Grâce à Internet, tous ceux qui ont des opinions marginales peuvent voir qu'ils ne sont pas seuls. Et lorsque ces personnes se retrouvent sur les réseaux sociaux, elles peuvent faire des choses - créer des mèmes, des publications et des mondes Internet entiers qui améliorent leur vision du monde, puis pénètrent dans le courant dominant.

Sans les médias sociaux, les maux sociaux, éthiques, environnementaux et politiques auraient un minimum de visibilité. La clarté accrue des questions a déplacé l'équilibre des pouvoirs des mains de quelques-uns vers les masses.

Le revers de la médaille: les médias sociaux tuent lentement le véritable activisme et le remplacent par le «slacktivisme».
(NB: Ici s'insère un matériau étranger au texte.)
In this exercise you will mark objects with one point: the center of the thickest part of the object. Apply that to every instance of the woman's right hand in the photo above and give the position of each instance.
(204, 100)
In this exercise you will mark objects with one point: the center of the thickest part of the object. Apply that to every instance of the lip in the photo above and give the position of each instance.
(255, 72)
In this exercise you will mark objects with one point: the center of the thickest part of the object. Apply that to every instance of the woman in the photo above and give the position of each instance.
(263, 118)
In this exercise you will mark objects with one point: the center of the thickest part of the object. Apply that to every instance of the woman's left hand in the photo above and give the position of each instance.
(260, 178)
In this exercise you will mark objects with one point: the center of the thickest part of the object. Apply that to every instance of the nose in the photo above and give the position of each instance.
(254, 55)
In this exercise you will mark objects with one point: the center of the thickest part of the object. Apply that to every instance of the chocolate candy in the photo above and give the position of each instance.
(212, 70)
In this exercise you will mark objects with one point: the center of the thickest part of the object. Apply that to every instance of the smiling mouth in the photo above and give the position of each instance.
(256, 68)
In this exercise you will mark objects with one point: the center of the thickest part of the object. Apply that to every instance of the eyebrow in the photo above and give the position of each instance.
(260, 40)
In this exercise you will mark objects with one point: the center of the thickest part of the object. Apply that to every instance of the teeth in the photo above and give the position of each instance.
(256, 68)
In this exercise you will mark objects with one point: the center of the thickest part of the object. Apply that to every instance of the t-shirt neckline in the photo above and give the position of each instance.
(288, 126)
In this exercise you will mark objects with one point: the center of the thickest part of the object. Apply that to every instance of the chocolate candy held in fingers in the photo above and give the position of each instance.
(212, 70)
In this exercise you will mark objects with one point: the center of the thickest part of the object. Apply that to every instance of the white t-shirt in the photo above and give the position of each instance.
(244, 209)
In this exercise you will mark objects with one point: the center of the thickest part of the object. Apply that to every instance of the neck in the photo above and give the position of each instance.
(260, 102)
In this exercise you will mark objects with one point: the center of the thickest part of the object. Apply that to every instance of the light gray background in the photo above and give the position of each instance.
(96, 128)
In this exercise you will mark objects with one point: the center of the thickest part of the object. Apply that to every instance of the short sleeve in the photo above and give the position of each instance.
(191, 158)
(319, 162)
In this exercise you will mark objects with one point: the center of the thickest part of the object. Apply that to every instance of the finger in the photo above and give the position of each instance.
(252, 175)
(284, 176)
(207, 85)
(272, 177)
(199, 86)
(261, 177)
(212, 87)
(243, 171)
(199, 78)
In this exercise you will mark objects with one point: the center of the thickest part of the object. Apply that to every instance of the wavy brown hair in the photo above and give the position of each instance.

Alors que l'activisme des médias sociaux apporte une prise de conscience accrue des problèmes de société, des questions demeurent quant à savoir si cette prise de conscience se traduit par un réel changement.

Certains soutiennent que le partage social a encouragé les gens à utiliser des ordinateurs et des téléphones portables pour exprimer leurs préoccupations sur les questions sociales sans avoir à s'engager activement dans des campagnes dans la vraie vie. Leur assistance se limite à appuyer sur le bouton «J'aime» ou à partager du contenu.